Open Amshaker opened 9 months ago

Amshaker commented 9 months ago

Hi @Nagoudi @elmadany ,

Thank you so much for open-sourcing your awesome models. I have a question please, I want to use AraT5 or AraT5v2 for machine translation from English to Arabic. Could you please share an example to do that? I tried to use your models with the following code but the output does not make sense.

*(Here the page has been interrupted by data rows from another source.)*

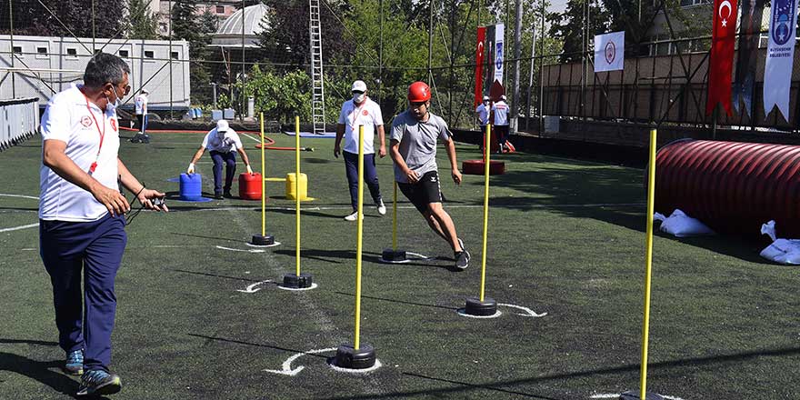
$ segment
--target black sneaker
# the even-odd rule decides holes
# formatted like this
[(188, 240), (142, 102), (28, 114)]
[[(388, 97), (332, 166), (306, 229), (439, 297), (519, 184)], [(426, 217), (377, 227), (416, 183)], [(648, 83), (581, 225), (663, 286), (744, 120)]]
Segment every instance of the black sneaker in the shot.
[(455, 268), (465, 270), (467, 266), (469, 266), (469, 252), (466, 250), (455, 252)]
[(77, 395), (114, 395), (122, 389), (122, 381), (116, 374), (109, 374), (102, 369), (87, 371), (81, 378)]

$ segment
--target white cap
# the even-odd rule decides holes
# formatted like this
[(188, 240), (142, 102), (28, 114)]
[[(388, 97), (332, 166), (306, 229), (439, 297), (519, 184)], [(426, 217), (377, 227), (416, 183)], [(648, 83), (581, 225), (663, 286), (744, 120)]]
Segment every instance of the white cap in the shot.
[(359, 92), (366, 92), (366, 84), (364, 81), (355, 81), (353, 83), (353, 88), (351, 91), (359, 91)]
[(227, 132), (228, 131), (228, 122), (221, 119), (216, 122), (216, 132)]

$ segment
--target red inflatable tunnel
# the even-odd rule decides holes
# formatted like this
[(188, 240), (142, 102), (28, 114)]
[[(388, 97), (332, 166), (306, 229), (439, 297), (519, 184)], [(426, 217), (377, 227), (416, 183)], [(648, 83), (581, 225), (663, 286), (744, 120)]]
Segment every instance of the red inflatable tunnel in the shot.
[(716, 232), (800, 237), (800, 146), (683, 140), (655, 156), (655, 210), (680, 208)]

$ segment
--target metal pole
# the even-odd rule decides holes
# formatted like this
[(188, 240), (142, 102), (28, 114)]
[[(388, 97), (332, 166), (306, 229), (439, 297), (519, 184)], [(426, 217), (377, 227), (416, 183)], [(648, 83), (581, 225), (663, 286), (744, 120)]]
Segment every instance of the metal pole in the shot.
[[(239, 121), (245, 120), (245, 0), (242, 0), (242, 91), (239, 94)], [(297, 176), (297, 182), (299, 180), (300, 177)]]
[(520, 0), (514, 1), (514, 7), (515, 12), (516, 21), (514, 25), (514, 76), (513, 80), (513, 92), (512, 95), (512, 105), (511, 107), (511, 121), (510, 121), (510, 132), (509, 135), (514, 135), (517, 131), (517, 126), (519, 125), (519, 121), (517, 121), (517, 117), (519, 116), (519, 59), (522, 57), (522, 44), (520, 43), (520, 36), (522, 33), (522, 2)]
[(378, 45), (378, 104), (381, 104), (381, 89), (384, 85), (384, 0), (378, 2), (380, 9), (381, 42)]
[(8, 2), (8, 23), (9, 27), (11, 28), (11, 32), (9, 33), (11, 36), (11, 98), (16, 97), (16, 74), (14, 72), (14, 59), (16, 58), (16, 55), (14, 54), (14, 6), (12, 5), (14, 2)]
[(173, 92), (172, 92), (172, 0), (169, 1), (169, 29), (167, 31), (167, 35), (169, 35), (169, 55), (167, 59), (169, 60), (169, 119), (173, 119), (172, 116), (172, 99), (173, 99)]

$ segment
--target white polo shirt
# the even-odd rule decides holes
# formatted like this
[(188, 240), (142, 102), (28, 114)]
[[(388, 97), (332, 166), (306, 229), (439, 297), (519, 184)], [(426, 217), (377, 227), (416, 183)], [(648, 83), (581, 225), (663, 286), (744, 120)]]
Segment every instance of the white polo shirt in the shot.
[(503, 100), (495, 103), (495, 105), (492, 105), (492, 111), (495, 112), (495, 125), (508, 125), (508, 105), (505, 104)]
[[(104, 113), (89, 102), (78, 87), (73, 85), (50, 98), (42, 115), (43, 146), (48, 140), (66, 143), (66, 156), (87, 173), (96, 160), (92, 177), (104, 186), (116, 190), (119, 188), (116, 110), (109, 105)], [(102, 148), (101, 133), (105, 133)], [(45, 221), (90, 222), (108, 213), (91, 193), (62, 178), (44, 164), (39, 168), (39, 218)]]
[(353, 100), (347, 100), (342, 105), (342, 112), (339, 113), (339, 124), (345, 125), (345, 151), (358, 154), (358, 126), (364, 125), (364, 154), (375, 154), (375, 126), (384, 125), (384, 116), (381, 115), (381, 106), (370, 100), (364, 100), (360, 105), (355, 105)]
[(209, 151), (230, 153), (242, 148), (242, 139), (239, 138), (236, 131), (233, 129), (228, 128), (225, 135), (220, 136), (216, 128), (214, 128), (211, 132), (205, 134), (202, 145)]
[(136, 115), (143, 115), (147, 114), (147, 95), (144, 93), (137, 95), (136, 99), (134, 100), (134, 104), (136, 106)]

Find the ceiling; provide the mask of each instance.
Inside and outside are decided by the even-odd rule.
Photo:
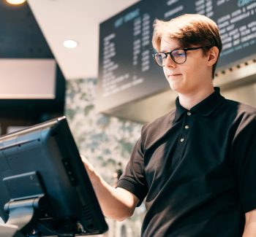
[[[4,1],[4,0],[1,0]],[[99,24],[139,0],[28,0],[67,79],[98,74]],[[74,39],[78,46],[65,48]]]

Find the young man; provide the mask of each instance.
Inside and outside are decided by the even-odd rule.
[[[143,127],[116,189],[84,160],[105,215],[122,220],[145,199],[142,236],[256,236],[256,109],[213,86],[216,23],[156,20],[153,45],[176,107]]]

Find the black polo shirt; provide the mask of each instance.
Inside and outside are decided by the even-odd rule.
[[[256,109],[219,89],[145,125],[118,183],[145,199],[143,236],[241,236],[256,209]]]

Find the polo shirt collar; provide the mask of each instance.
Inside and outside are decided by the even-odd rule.
[[[219,93],[219,88],[216,87],[213,93],[194,106],[189,111],[203,116],[208,116],[222,104],[224,99],[225,98]],[[178,120],[188,110],[180,104],[178,97],[176,100],[176,106],[174,120]]]

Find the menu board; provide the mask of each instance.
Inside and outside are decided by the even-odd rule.
[[[100,25],[99,111],[169,88],[152,57],[152,26],[156,18],[169,20],[184,13],[205,15],[217,23],[223,43],[219,68],[256,54],[255,0],[139,1]]]

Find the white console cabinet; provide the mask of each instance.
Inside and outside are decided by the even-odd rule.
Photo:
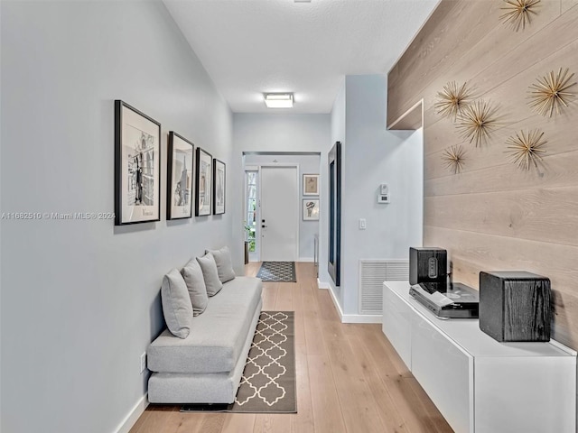
[[[457,432],[575,433],[576,352],[549,343],[499,343],[478,319],[437,318],[385,281],[383,332]]]

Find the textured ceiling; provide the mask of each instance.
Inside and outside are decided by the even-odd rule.
[[[345,75],[386,74],[438,0],[164,0],[235,113],[330,113]],[[291,110],[264,92],[293,92]]]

Here is the code:

from transformers import T5Tokenizer, AutoModelForSeq2SeqLM, AutoTokenizer, pipeline

model = AutoModelForSeq2SeqLM.from_pretrained("UBC-NLP/AraT5-msa-base")
tokenizer = AutoTokenizer.from_pretrained("UBC-NLP/AraT5-msa-base")
tokenizer.src_lang="English"
tokenizer.tgt_lang="Arabic"

ar_prompt="The scene displays a group of people gathered around a wooden dining table in an indoor setting."
input_ids = tokenizer(ar_prompt, return_tensors="pt").input_ids

outputs = model.generate(input_ids)
print("Tokenized input:", tokenizer.tokenize(ar_prompt))
print("Decoded output:", tokenizer.decode(outputs[0], skip_special_tokens=True))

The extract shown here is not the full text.